To develop power an engine has to ingest a gulp of air (which contains a bit of fuel). The force to get this air into the combustion chamber comes from the good old 15 p.s.i. (pounds per square inch) of atmospheric pressure. What the atmosphere has to do, when the inlet valve opens, is accelerate a slug of air through the port, past the valve and into the cylinder. The problem is that although that slug of air doesn’t weigh that much 15 p.s.i isn’t that much of a force. The laws of physics determine that the rate of acceleration is proportional to the inverse of the mass being accelerated and the force accelerating it. In simple terms the old atmospheric pressure can only push so much air down that port in a given amount of time. At 6000 r.p.m. the piston moves from the top, essentially where this process begins, to the bottom, where it ends in 1/100th of a second. That isn’t that long. Now there are a bunch of “mitigating circumstances” but when you get right down to it that is what has to happen. Things can be improved a bit by making the valves open longer and further, or cleaning out the ports and fitting bigger carburetor throats but the fact remains that 10,000 r.p.m. just wasn’t going to happen on a long stroke 2500c.c engine. This concept is summarized in the old adage that it is very hard to exceed 3000 – 3500 ft/min mean piston speed and with its 4” stroke the “100R” engine is doing 3333 ft/min at 5000 r.p.m. Of course F1 engines were getting upwards of 5500 ft/min in the early 90’s but that’s a very different story.

Comments (7)

  1. Michael, I like the sound of your engine. I am in the UK, would you build one for me like this? I have a 1953 BN1. Would you recommend a 4 or 3 speed box with this and which diff did you run with?

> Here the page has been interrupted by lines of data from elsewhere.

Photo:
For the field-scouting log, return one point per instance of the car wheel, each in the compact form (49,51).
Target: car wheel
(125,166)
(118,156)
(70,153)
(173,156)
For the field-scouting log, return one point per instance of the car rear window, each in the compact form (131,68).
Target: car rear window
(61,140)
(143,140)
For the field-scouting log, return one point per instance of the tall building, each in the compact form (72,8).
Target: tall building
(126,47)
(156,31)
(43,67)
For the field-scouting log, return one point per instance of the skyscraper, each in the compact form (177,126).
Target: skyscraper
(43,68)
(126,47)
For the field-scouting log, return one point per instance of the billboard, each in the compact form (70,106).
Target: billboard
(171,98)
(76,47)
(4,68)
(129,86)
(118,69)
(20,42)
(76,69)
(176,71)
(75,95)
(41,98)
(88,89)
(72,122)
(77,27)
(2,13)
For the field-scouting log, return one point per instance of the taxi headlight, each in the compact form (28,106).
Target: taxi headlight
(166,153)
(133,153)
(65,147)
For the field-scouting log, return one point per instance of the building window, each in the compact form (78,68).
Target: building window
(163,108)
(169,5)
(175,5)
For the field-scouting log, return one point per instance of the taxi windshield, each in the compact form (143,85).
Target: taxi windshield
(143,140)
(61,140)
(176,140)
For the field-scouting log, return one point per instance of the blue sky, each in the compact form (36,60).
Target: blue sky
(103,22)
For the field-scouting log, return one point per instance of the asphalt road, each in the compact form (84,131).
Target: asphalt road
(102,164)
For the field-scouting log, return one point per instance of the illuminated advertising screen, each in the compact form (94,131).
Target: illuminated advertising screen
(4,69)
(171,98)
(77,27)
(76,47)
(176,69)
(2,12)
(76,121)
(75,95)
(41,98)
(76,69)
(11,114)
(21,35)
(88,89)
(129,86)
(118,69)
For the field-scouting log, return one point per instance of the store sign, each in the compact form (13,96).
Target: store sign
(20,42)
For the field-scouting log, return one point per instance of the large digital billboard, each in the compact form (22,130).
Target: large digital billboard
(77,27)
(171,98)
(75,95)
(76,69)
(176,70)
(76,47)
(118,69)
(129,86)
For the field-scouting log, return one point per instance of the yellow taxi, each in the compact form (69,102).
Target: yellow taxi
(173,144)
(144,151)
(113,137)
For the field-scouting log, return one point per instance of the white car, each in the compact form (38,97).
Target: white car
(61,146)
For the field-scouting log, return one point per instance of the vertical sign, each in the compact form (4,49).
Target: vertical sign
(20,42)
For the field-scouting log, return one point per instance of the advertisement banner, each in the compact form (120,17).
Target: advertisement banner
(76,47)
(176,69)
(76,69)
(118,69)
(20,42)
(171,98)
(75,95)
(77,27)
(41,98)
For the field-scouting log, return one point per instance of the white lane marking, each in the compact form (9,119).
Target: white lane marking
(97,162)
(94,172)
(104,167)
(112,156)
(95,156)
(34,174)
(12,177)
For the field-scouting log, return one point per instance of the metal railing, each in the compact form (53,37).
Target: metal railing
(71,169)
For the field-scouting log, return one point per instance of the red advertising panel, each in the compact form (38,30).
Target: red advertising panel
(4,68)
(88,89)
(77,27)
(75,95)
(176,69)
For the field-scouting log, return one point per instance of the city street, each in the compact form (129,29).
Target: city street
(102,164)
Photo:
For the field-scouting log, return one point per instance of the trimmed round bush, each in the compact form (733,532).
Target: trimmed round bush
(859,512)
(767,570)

  2. You mention fitting a crank triggered ignition, then discuss a distributor on the opposite side. What about the crank triggered ignition? How was that done?

  3. Hello Richard,
    thanks for the reply, you are obviously a pioneer like john Chatham. Interesting that the JE pistons were not up to the job. Based on your experience, I’d like to follow your design, if that’s OK. Can you tell me the dimension/details of the Saenz rods for the Camry pistons?
    thanks and regards,
    Paul.

  4. Hello Michael, this is a very interesting engine project. Using the Taxi crank with a shorter stroke would mean longer con rods, I beleive. I see you used Carrillo rods. Were these standard catalogue items or did they have to be custom made?
    thanks for your help,
    Paul.

    1. Hi Paul, Yes in the first version of the engine I used custom made Carrillo Rods and J. E Pistons but unfortunately the pistons were not well designed and we found that the land between the 1st and 2nd ring had collapsed when we were freshening the engine up the first time.
      After that I had another set of rods made, this time by Saenz, which allowed me to use Toyota Camry pistons. The overall cost of that package was far less than the Carrillo rods alone and has proven to be a very reliable arrangement.

  5. Unfortunately Ken, as far as Targa Newfoundland is concerned, as you mused, The Rules are the problem . Superchargers must be OES (Original Equipment Specification) for our class and adding a supercharger multiplies your capacity by 1.7.
    On the other hand a normally aspirated push rod engine has an advantage in that its capacity is multiplied by 0.8 so our 2.5 engine becomes a 2.0 which puts us in the small capacity class.
    In addition to this Geoffrey Healey’s accounts of the record breaking attempts contain regular references to all sorts of “blown up” engines and a reliable engine is essential for long distance events like Targa. I just don’t feel that I have the skills and equipment to produce a reliable supercharged engine. That is a very complex undertaking.

  6. So your modifications weren’t really of a new technology that wasn’t available to the Healey team in 1955, right? They decided to supercharge for Bonneville. It seems the only logical path if your bottem end is strong enough. Forged crank’s are available for 100’s now, I think. Is supercharging legal for the Targa? Maybe the Bonneville car homolgation of one is enough?